LGRE Quick Update
Just a short note to say that I am back in Britain for a short time before my next trip and will endeavour to answer all emails/update life list and year list totals in the next few days. Not for the first time this year have trips cost me some excellent county ticks – this time in the form of Roseate Tern and Eurasian Spoonbill in Bedfordshire.
Scandinavia this year has been particularly difficult, so my 10-day trip there yielded mixed results. It has been a total failure this year on Lemmings and Voles, so many species were in very short supply. The highlight of course was a displaying male SWINHOE’S SNIPE on the Finland/Russia border, only the second record for the Western Palearctic and a new WP bird for me. Second to that was my first-ever WOLVERINE – a very difficult mammal to see.
In terms of owls, GREAT GREY and NORTHERN HAWK were readily seen, and a cute family of 4 fledgling TENGMALM’S still in the nest (one of only 7 nests in one district of Sweden this year) but both Ural and Pygmy Owls had fledged the day before we arrived. Woodpeckers were all missed, as were all 8 singing male Arctic Warblers and numerous River Warblers (the latter had all stopped singing).
A family of RED-FLANKED BLUETAILS was seen (some 32 singing males located in Finland this spring), along with BLYTH’S REED WARBLER and BOOTED WARBLER (we found a nest of the latter).
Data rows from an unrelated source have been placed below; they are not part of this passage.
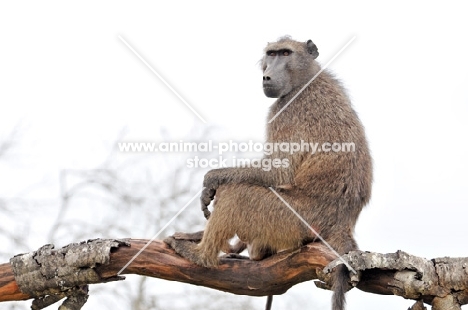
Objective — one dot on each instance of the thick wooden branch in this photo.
(440, 282)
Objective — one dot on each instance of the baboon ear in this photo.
(312, 49)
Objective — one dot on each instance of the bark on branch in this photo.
(49, 275)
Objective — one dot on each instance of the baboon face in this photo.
(287, 64)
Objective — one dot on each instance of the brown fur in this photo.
(328, 190)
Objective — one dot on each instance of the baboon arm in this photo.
(217, 177)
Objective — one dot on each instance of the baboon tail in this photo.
(269, 302)
(340, 286)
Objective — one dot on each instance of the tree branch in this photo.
(440, 282)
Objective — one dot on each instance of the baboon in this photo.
(327, 188)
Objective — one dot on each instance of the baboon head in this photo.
(288, 64)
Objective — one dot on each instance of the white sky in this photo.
(72, 85)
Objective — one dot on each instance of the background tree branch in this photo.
(441, 282)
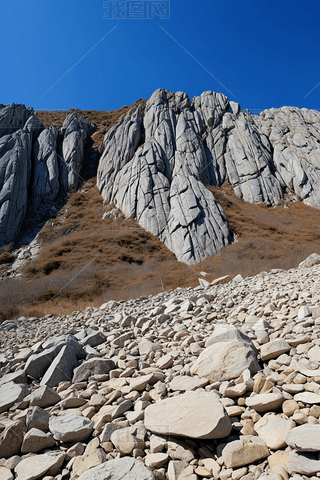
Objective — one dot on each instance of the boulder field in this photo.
(218, 381)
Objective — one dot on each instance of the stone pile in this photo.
(218, 381)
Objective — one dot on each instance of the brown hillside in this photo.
(85, 260)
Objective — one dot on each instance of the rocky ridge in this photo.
(37, 166)
(218, 381)
(156, 163)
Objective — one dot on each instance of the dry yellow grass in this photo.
(85, 260)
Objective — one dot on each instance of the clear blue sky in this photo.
(266, 52)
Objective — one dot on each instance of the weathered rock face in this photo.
(76, 133)
(45, 185)
(13, 117)
(156, 163)
(36, 164)
(15, 174)
(192, 414)
(159, 183)
(295, 134)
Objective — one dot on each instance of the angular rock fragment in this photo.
(226, 359)
(248, 449)
(69, 428)
(10, 393)
(11, 439)
(94, 366)
(126, 468)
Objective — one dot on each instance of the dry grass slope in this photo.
(85, 260)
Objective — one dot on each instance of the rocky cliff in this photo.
(37, 164)
(157, 161)
(156, 164)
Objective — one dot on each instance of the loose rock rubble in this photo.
(218, 381)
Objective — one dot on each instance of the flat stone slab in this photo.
(273, 430)
(184, 383)
(245, 451)
(192, 414)
(70, 428)
(307, 397)
(274, 349)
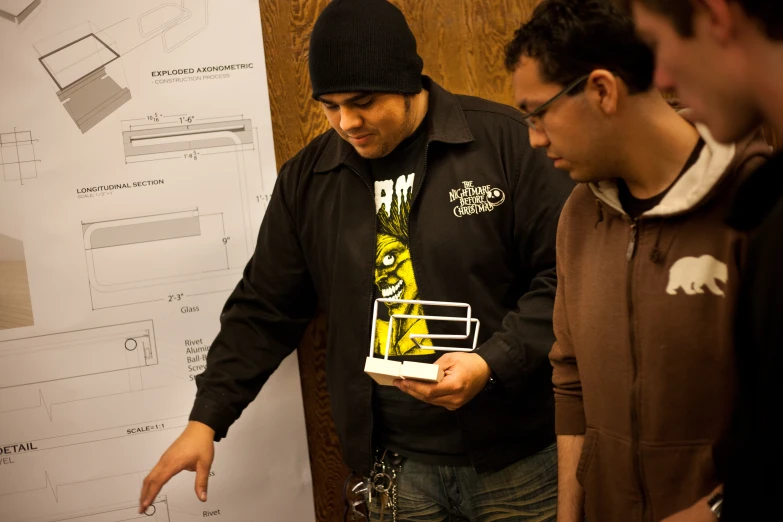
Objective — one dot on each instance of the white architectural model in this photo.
(385, 372)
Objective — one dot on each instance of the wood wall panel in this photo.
(461, 42)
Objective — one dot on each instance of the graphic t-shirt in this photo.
(413, 428)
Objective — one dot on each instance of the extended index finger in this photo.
(153, 483)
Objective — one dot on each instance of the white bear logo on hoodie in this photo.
(692, 274)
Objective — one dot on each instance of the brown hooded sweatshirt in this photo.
(643, 363)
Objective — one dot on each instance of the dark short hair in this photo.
(680, 12)
(571, 38)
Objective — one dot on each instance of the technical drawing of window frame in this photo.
(176, 138)
(17, 156)
(21, 15)
(93, 96)
(158, 511)
(157, 228)
(106, 344)
(188, 10)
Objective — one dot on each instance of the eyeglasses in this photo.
(533, 119)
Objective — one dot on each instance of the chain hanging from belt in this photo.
(383, 480)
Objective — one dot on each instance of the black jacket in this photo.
(317, 245)
(754, 474)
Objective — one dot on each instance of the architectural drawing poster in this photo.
(136, 161)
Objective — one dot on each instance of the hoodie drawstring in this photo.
(600, 211)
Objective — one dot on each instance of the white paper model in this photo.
(385, 372)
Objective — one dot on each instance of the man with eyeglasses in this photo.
(647, 268)
(413, 194)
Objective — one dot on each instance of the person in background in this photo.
(725, 58)
(414, 194)
(647, 268)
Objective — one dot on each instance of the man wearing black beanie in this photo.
(415, 194)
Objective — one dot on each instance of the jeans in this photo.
(524, 491)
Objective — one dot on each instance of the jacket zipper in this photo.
(410, 246)
(630, 253)
(369, 308)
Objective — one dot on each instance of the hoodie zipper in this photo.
(369, 308)
(637, 464)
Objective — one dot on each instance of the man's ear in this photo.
(715, 16)
(603, 91)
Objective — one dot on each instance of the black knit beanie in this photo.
(363, 46)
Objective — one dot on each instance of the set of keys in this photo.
(383, 481)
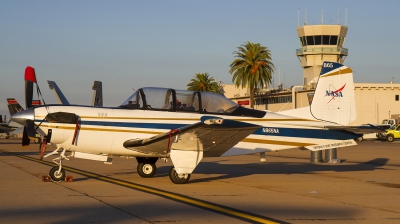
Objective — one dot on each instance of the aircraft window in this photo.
(187, 100)
(310, 40)
(157, 98)
(216, 103)
(133, 102)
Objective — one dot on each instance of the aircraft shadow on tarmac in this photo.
(142, 211)
(270, 168)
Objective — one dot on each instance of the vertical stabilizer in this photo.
(334, 99)
(57, 92)
(97, 99)
(13, 106)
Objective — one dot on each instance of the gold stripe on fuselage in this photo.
(246, 140)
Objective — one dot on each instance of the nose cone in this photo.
(22, 116)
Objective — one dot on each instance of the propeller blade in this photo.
(25, 138)
(30, 129)
(30, 78)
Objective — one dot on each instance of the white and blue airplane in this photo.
(186, 126)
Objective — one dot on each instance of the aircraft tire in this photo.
(146, 170)
(37, 140)
(55, 175)
(173, 175)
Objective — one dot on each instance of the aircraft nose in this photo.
(22, 116)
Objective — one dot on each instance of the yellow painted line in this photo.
(169, 195)
(274, 142)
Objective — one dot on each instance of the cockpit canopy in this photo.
(153, 98)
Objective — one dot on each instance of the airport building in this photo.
(319, 43)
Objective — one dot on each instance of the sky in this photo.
(132, 44)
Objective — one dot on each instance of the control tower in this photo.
(319, 43)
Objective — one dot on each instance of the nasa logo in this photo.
(270, 130)
(334, 94)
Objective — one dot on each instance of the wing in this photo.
(212, 135)
(362, 129)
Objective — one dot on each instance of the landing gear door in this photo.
(186, 153)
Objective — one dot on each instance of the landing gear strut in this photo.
(146, 166)
(57, 173)
(178, 178)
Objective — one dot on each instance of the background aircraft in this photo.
(207, 125)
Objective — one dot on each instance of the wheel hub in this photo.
(147, 169)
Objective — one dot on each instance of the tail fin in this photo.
(13, 106)
(334, 99)
(57, 92)
(97, 99)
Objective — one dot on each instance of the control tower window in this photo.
(341, 41)
(325, 39)
(301, 42)
(310, 40)
(333, 40)
(317, 40)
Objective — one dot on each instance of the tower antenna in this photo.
(322, 17)
(305, 16)
(298, 17)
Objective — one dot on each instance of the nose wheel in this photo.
(176, 178)
(146, 170)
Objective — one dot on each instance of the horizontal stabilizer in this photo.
(362, 129)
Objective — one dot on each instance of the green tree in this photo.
(203, 82)
(252, 68)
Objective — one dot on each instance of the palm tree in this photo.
(252, 68)
(203, 82)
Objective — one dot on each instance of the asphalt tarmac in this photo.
(286, 188)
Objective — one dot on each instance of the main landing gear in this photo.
(147, 168)
(178, 178)
(57, 173)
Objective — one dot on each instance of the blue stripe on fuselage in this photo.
(266, 131)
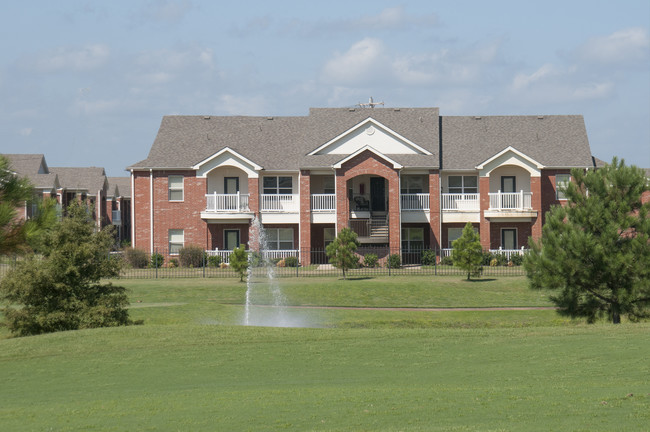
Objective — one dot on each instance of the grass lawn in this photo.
(189, 368)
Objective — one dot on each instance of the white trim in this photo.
(234, 154)
(361, 150)
(376, 124)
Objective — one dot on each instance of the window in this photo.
(412, 184)
(561, 181)
(176, 241)
(175, 185)
(463, 184)
(280, 185)
(279, 238)
(412, 239)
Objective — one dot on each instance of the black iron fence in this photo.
(371, 261)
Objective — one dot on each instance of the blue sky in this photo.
(86, 82)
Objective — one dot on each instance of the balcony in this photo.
(227, 203)
(460, 202)
(280, 203)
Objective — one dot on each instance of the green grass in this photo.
(188, 368)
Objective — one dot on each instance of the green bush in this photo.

Good numbers of HAZLEHENS were seen (in family groups), many COMMON CRANES, a singing male SAVI’S WARBLER, large numbers of calling CORNCRAKES and some excellent HONEY BUZZARDS. Both RUSTIC and LITTLE BUNTINGS were typically hard to find, but both SIBERIAN JAY and SIBERIAN TIT easier than usual (3 ringed adults of the latter were feeding 9 young in a nestbox at one location).
In the High Arctic, highlights included a fabulous male PINE GROSBEAK on a hotel bird feeder, GYRFALCON, STELLER’S and KING EIDERS, WHITE-BILLED DIVER, many WHITE-TAILED SEA EAGLES, LONG-TAILED SKUAS and my best-ever views of ‘summer’ BRUNNICH’S GUILLEMOTS.